Executive Summary
After more than a year of recession and a decline greater than forty percent in some financial indices, are we making any progress to the upside? To identify progress we first identify where we are now in the economy.1 Second, we address the question of whether we have reached a bottom, and which indicators we can use to gauge the economy’s potential recovery. Finally, how can we measure progress in our policy efforts to address both economic and credit issues and if there are signs of progress at the regional level within the Sixth Federal Reserve District.

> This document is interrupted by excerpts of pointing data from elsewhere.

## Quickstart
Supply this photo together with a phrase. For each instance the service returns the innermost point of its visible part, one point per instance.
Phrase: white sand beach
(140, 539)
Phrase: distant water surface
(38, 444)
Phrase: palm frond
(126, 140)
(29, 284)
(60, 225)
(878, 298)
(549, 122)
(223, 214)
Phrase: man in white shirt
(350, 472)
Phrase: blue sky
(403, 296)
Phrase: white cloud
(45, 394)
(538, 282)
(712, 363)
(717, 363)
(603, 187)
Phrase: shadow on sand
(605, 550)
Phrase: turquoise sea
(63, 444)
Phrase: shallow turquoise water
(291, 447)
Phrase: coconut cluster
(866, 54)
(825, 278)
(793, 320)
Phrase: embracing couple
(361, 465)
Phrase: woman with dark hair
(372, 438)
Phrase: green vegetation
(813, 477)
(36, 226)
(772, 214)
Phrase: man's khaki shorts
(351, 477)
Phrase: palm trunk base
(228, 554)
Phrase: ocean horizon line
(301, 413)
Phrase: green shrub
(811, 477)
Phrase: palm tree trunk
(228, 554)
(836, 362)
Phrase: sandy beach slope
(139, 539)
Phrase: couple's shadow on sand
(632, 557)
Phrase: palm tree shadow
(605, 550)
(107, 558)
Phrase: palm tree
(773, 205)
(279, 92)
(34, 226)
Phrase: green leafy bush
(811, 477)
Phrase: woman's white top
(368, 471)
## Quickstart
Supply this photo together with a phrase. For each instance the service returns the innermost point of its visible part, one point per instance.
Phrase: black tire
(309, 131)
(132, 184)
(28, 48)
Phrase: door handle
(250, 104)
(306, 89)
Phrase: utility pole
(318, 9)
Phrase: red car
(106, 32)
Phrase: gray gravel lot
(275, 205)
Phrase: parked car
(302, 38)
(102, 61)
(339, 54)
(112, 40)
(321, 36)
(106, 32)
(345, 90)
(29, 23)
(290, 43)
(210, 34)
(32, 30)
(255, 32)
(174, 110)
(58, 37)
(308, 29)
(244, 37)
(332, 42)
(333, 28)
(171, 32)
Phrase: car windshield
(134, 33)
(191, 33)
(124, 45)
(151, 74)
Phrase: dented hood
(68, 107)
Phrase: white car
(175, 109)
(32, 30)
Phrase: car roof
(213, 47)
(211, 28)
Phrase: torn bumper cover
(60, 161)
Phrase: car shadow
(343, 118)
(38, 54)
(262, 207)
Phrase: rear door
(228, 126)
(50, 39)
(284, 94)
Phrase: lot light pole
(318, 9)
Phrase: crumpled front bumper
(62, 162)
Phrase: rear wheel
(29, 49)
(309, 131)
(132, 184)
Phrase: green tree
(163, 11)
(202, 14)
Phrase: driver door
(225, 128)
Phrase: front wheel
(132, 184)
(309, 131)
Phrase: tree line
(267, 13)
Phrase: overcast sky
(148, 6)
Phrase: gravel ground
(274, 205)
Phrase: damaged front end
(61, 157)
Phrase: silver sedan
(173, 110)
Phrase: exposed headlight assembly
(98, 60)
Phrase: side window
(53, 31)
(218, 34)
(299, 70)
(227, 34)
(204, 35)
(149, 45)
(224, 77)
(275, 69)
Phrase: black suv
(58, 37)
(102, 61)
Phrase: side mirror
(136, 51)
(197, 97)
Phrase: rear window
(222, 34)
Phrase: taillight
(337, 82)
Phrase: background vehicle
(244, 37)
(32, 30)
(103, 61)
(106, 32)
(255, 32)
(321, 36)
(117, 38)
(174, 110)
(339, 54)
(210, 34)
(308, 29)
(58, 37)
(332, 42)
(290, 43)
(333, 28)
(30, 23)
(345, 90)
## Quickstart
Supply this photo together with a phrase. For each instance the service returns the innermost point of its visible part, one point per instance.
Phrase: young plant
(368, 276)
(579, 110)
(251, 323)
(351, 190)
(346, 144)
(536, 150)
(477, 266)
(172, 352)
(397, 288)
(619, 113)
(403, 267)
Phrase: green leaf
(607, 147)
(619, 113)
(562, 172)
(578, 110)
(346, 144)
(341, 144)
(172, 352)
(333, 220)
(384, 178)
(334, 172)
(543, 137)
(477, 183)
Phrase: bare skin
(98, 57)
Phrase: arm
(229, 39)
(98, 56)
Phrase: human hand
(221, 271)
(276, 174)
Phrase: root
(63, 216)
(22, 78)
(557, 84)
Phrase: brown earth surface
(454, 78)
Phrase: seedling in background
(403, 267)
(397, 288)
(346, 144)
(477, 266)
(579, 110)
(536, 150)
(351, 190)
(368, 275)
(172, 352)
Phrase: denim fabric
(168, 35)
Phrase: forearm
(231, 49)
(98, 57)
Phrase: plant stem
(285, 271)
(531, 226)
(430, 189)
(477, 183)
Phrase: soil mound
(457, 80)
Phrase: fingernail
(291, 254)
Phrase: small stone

Our results suggest that we have made very little progress with the economy remaining in a deep recession. Alternatively, we do see progress in selected credit markets but only where the Federal Reserve appears to be directly involved. Unfortunately, the regional story remains disappointing.
Where are we now?
Our most recent forecast shows a deeper and longer recession than we witnessed in either 1990 or 2001, perhaps similar to our experience in 1973-75. In Figure 1 we illustrate our baseline expectations for real GDP. Real final sales are expected to remain negative throughout 2009. Inventory swings and declines in imports might produce a positive GDP figure before then, but we now believe the recession will last through the third quarter of this year while job losses and rising unemployment will likely carry over into next year. Federal government spending makes a significant positive contribution to our positive fourth quarter estimate for GDP.
Throughout this financial crisis there have been endless comparisons between today’s environment and the 1930s. We feel a more apt comparison is the deep 1973-1975 recession, a period that also dealt with an oil price shock, a housing collapse and a banking crisis (Figure 2). This more recent recession, and not the Great Depression, provides a template for our outlook.